Three members of the Travelling community who discovered the bodies of Thomas Ruttle and Julia Holmes during a break-in to the Ruttle home early on Monday are expected to be charged with attempted burglary.
They alerted gardaí after making the find, fearing they might be linked to the deaths. The three have made detailed statements to gardaí about their movements.
The bodies have not yet been formally identified as this process will be done through dental records.
Thomas Ruttle, aged 56, and Julia Holmes, 63, are believed to have died more than two months ago and autopsies carried out on their badly-decomposed bodies have not yet been conclusive as to the cause of death.
It was initially thought it may have been a murder- suicide as Mr Ruttle’s licensed 22 rifle was found near the bodies.
However, it is believed the autopsy carried out by Prof Marie Cassidy, the state pathologist, found no signs of gunshot wounds and early indications were that the gun was not discharged.
Gardaí now suspect the couple may have taken poison in a suicide pact as they lay in bed.
Lots of messages in the handwriting of both people were found on the kitchen table.
Sources say toxicology tests to ascertain if the couple took a fatal dose of medication or poison could take up to three weeks to come up with results.
As the investigation under Supet Tom O’Connor, Newcastle West, and Det Insp Eamon O’Neill, Henry St, Limerick, continues, the technical examination of the Ruttle home at Boolaglas on the Rathkeale/Askeaton road was completed at lunchtime yesterday.
Items gathered by a team of forensic detectives from the Garda Technical Bureau have been sent for analysis to Garda headquarters.
Due to the complexity of the technical examination, the forensic detectives were assisted by a forensic scientist.
Meanwhile, the Church of Ireland clergyman — who visited the scene on Monday and blessed the bodies of Mr Ruttle and Ms Holmes after they were brought out of the house in body bags before being placed in coffins — said the Ruttle family have expressed a wish that the funeral take place in private.
Reverend Keith Scott said yesterday: “This is a very deep shock and a difficult time for all of us and the family who are deeply upset.
“They want to grieve in private and peace.”
Rev Scott said that on Monday, he sympathised with those who had to work at the scene — the gardaí and undertaker.
He said: “It was very unpleasant for everybody concerned.

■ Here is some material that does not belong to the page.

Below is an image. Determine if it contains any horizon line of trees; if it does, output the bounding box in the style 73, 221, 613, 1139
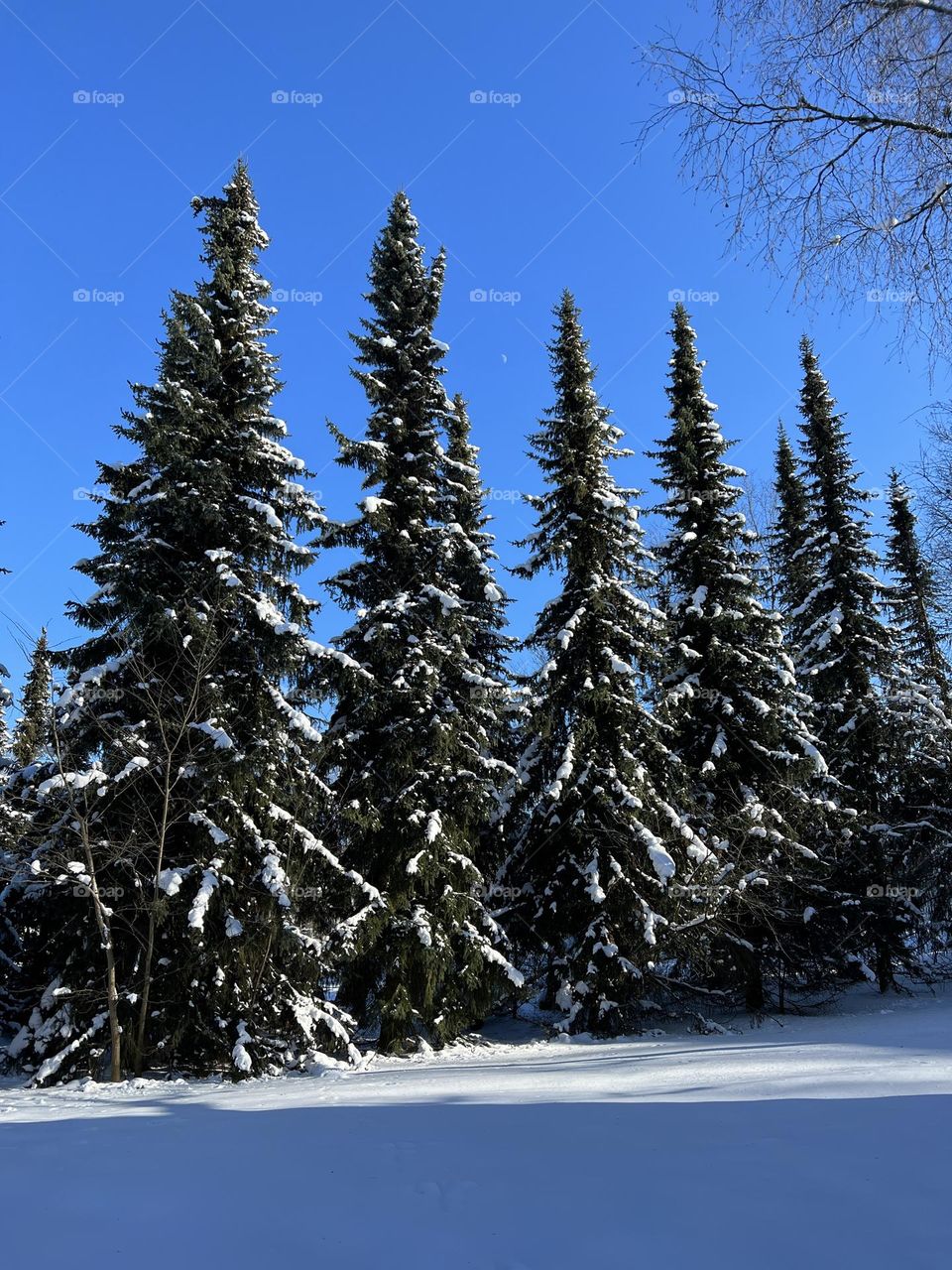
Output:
0, 163, 952, 1084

The gardaí did not want want me to go into the house because they were still working on the scene with the technical examination.
“The gardaí contacted me earlier in the day and asked if I wished to go to the house. They then rang me.
“When I got there the scene was still preserved and they didn’t want any more contamination than there already was. They did not want anybody entering the house until they were finished their technical examination.
“The bodies were brought out in body bags and it was then I said the blessing. It was very grim.
“The deaths of Tom and Julia occurred in very difficult circumstances and it is very difficult for everybody concerned. The family are trying to cope the best they can.
“No funeral arrangements have been made yet and we can make no plans until the bodies are released and then we will work out what will happen.
“The family wish the funeral to take place out of the glare of publicity with a service for family and friends as privately as possible so they can get on with their grieving.”